La bambola assassina 2 * 05/04/2026. * di Witney Seibold. * Slash Film. : Starring Anthony Hopkins, this film explored the
Released in 2019 but deeply rooted in 70s aesthetics, The Nest features a doll named "Linda." This is a slow-burn psychological horror where a wealthy, paralyzed collector of automata is tormented by a life-sized mechanical girl. Unlike Chucky’s crude humor, this bambola moves with jerky, clockwork precision, exploiting the fear of mechanical failure. The final scene, where the doll’s face cracks open, is a masterpiece of practical effects.

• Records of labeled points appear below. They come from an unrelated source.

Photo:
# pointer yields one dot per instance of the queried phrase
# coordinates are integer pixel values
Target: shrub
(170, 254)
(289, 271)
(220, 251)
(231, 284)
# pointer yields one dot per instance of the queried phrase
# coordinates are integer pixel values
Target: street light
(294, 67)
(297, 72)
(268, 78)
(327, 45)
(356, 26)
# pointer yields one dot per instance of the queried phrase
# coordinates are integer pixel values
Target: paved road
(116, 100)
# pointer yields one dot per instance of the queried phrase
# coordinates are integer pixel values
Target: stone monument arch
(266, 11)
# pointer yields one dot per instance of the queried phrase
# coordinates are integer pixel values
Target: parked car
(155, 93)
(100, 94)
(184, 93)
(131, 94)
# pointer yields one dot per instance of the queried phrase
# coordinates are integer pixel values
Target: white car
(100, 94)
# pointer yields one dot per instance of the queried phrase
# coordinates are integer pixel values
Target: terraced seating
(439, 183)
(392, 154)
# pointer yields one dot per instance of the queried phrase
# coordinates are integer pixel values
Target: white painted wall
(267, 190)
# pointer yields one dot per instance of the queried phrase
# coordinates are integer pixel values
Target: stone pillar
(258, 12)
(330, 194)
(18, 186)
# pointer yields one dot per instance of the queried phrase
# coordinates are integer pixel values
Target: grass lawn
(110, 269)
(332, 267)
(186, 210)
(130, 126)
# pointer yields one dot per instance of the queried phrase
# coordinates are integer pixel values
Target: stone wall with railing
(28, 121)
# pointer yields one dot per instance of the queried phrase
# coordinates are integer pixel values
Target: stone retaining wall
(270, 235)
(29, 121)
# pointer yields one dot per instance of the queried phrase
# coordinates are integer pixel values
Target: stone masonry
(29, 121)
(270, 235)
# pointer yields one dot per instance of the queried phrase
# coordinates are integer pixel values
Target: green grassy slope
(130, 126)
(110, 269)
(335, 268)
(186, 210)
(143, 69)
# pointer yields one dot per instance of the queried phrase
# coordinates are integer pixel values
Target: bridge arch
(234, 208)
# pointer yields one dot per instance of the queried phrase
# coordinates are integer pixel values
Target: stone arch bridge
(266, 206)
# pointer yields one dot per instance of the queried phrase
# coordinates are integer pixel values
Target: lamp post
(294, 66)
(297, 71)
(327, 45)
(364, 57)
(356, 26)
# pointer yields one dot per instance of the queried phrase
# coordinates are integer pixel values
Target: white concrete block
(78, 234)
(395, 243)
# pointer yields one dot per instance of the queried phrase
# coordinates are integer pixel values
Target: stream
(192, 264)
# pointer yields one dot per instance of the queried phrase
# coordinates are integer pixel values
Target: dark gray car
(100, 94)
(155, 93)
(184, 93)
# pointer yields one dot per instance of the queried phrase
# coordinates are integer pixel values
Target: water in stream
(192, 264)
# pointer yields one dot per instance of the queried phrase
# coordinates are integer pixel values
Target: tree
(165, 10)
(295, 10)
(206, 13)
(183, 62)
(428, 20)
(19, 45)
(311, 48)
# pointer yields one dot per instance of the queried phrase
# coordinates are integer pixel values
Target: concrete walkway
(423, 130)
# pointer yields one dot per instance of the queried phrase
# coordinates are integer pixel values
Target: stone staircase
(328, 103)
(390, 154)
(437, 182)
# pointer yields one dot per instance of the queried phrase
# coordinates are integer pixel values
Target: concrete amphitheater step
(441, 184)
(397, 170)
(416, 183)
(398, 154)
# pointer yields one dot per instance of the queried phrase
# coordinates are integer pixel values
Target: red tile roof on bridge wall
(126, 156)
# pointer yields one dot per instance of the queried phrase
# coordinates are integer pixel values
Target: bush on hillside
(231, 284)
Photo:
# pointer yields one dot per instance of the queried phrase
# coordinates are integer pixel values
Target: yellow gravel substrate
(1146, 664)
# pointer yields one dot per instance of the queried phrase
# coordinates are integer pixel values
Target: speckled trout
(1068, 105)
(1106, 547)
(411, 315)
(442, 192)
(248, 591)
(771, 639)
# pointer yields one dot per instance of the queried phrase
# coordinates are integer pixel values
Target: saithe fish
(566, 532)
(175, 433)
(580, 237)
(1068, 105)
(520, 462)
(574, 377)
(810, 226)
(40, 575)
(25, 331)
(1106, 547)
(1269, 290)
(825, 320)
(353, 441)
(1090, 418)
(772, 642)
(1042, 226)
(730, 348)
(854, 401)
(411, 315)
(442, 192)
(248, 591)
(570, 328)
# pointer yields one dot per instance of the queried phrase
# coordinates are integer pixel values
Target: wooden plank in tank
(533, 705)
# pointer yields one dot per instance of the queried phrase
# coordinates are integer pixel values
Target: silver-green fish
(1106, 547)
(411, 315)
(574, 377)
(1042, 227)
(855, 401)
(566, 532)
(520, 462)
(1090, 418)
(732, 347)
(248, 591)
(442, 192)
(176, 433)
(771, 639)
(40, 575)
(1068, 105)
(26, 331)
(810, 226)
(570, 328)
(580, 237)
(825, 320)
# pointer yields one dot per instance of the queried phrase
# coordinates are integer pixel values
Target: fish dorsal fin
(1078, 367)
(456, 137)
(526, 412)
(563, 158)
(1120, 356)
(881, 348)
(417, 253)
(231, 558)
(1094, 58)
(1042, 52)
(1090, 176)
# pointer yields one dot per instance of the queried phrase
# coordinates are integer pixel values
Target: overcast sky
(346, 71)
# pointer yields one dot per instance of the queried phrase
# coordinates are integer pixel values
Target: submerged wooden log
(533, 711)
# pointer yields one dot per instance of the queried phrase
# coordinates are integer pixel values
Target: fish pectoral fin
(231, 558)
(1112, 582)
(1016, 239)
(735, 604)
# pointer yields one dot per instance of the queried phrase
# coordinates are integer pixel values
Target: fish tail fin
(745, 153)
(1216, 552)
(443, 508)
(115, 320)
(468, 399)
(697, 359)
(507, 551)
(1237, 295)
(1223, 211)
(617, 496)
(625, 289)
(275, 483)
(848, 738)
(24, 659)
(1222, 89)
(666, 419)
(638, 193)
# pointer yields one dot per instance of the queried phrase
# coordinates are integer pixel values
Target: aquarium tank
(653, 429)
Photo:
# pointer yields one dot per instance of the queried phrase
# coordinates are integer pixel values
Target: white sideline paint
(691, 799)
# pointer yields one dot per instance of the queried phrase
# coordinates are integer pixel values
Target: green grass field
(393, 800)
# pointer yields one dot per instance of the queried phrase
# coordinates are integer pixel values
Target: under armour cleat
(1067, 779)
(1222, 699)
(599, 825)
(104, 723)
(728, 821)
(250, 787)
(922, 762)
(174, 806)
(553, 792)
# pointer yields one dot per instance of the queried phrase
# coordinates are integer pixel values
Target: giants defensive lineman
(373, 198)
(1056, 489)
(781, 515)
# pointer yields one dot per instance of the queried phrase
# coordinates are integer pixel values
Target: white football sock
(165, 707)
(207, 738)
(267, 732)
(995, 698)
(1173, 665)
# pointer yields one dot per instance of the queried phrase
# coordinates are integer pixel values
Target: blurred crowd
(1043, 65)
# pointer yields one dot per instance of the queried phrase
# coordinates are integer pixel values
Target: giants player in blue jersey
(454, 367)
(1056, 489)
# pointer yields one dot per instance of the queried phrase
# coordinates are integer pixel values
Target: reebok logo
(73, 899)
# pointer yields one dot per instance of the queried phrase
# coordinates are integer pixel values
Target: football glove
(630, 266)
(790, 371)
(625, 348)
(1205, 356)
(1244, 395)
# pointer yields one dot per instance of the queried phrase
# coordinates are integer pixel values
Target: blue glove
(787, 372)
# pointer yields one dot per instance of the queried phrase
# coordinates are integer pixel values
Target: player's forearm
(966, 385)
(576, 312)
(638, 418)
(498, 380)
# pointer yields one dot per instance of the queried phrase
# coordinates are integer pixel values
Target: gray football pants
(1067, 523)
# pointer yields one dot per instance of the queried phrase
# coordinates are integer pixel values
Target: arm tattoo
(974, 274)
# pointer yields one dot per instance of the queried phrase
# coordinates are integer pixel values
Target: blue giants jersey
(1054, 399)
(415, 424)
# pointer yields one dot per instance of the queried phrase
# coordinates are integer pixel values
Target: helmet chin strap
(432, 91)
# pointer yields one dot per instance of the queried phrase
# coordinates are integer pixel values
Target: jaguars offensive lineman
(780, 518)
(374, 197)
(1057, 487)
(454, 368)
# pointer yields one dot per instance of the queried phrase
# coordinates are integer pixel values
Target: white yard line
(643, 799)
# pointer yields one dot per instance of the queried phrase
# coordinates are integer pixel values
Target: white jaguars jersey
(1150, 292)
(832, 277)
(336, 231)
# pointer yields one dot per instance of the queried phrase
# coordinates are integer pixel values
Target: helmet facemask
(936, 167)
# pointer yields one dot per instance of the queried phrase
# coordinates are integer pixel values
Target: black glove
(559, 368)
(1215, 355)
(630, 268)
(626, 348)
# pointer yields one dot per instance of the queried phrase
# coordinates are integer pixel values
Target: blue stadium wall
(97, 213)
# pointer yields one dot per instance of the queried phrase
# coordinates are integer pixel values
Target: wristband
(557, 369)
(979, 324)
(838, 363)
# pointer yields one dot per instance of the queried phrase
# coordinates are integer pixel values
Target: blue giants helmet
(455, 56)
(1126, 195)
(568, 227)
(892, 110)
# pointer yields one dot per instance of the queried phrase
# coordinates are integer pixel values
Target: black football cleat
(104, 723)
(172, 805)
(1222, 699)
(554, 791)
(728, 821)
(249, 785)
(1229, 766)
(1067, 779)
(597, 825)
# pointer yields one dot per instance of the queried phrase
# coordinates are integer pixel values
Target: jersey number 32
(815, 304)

What elevates Bambola above a simple Child’s Play homage is its psychological depth. Evangelio uses the horror genre as a Trojan horse to explore three potent themes: La bambola assassina 2 * 05/04/2026
In the landscape of late 1990s European genre cinema, where erotic thrillers often blurred into psychological horror, few films capture the unsettling fusion of the grotesque and the glamorous quite like Bigas Luna’s Bambola (1996). Though frequently marketed as an erotic drama, a deeper analysis reveals a film steeped in the conventions of body horror and existential dread. The titular character, Bambola (Valeria Marini), is not merely a seductress but a living doll—a hollowed-out, commodified object whose presence triggers a destructive chain reaction in the men who covet her. Through its operatic violence, distorted gender dynamics, and claustrophobic mise-en-scène, Bambola argues that true horror lies not in monsters or gore, but in the suffocating roles society forces upon bodies, and the rage that simmers when those roles are challenged.